Last summer, Constitution advocate Judi Caler, a key figure in the opposition to a Con-Con and the COS movement, compiled a partial list highlighting elements of the “Great Deception” being perpetrated to advance a constitutional convention. Writing in News With Views, Caler warned that Meckler was deceiving Republicans on issue after issue in an effort to advance the COS agenda.

Just this week, a special legislative hearing on the Con-Con movement was held at the South Carolina Capitol. Two experts opposed to the Con-Con, Robert Brown and Joanna Martin (aka Publius Huldah), spoke against it, while Meckler and others spoke in favor. Meckler spent much of his time spewing vitriol against Huldah, and walked out before Brown spoke. Attendees told The New American that many formerly pro-Con-Con activists in the audience appeared to be having second thoughts after the performances.

Meckler and COS recently refused to respond to an invitation to debate Brown and Shawn Meehan at the Idaho legislature, with the COS seats sitting empty. COS efforts in Idaho and many other conservative states — most recently South Dakota — have repeatedly been rebuffed thanks to the combined efforts of the John Birch Society, the Eagle Forum, Phyllis Schlafly Eagles, Publius Huldah, Meehan’s Guard the Constitution, and many other grassroots supporters of enforcing the existing Constitution rather than opening it up for potentially catastrophic changes.

State legislators being pressured by COS lobbyists to push for a constitutional convention should carefully consider the evidence of dishonesty from COS that continues to grow more and more extreme. If COS campaigners cannot be relied upon to tell the truth about simple matters, such as whether or not they are being paid by COS, how can they be trusted to tell the truth about the potential benefits and risks of a Con-Con? The short answer is they cannot.

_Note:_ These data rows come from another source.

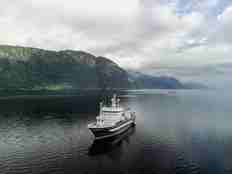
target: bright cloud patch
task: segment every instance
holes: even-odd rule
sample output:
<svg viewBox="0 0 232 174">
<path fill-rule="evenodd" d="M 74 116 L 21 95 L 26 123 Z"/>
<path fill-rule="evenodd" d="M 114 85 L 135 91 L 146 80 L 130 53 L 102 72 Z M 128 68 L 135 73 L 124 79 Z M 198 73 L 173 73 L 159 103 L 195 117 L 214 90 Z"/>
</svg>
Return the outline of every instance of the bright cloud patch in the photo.
<svg viewBox="0 0 232 174">
<path fill-rule="evenodd" d="M 77 49 L 140 70 L 231 62 L 226 0 L 2 0 L 0 44 Z"/>
</svg>

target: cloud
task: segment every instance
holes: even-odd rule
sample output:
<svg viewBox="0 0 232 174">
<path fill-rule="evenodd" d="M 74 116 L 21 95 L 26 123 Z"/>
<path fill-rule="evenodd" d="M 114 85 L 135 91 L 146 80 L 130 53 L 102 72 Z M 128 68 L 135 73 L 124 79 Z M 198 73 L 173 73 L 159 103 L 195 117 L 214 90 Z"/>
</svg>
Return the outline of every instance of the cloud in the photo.
<svg viewBox="0 0 232 174">
<path fill-rule="evenodd" d="M 126 68 L 231 62 L 225 0 L 2 0 L 0 44 L 76 49 Z"/>
</svg>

Americans deserve the truth — especially when the safety of the Constitution and the rights it protects may be at stake.

Update: After the publication of this story, Wesley Denton with DeMint’s Conservative Partnership Institute reached out to The New American. “DeMint’s comments in 2019 were completely accurate,” he said. “He worked with COS part-time from mid 2017 to mid 2018, and has been an unpaid volunteer since that time.”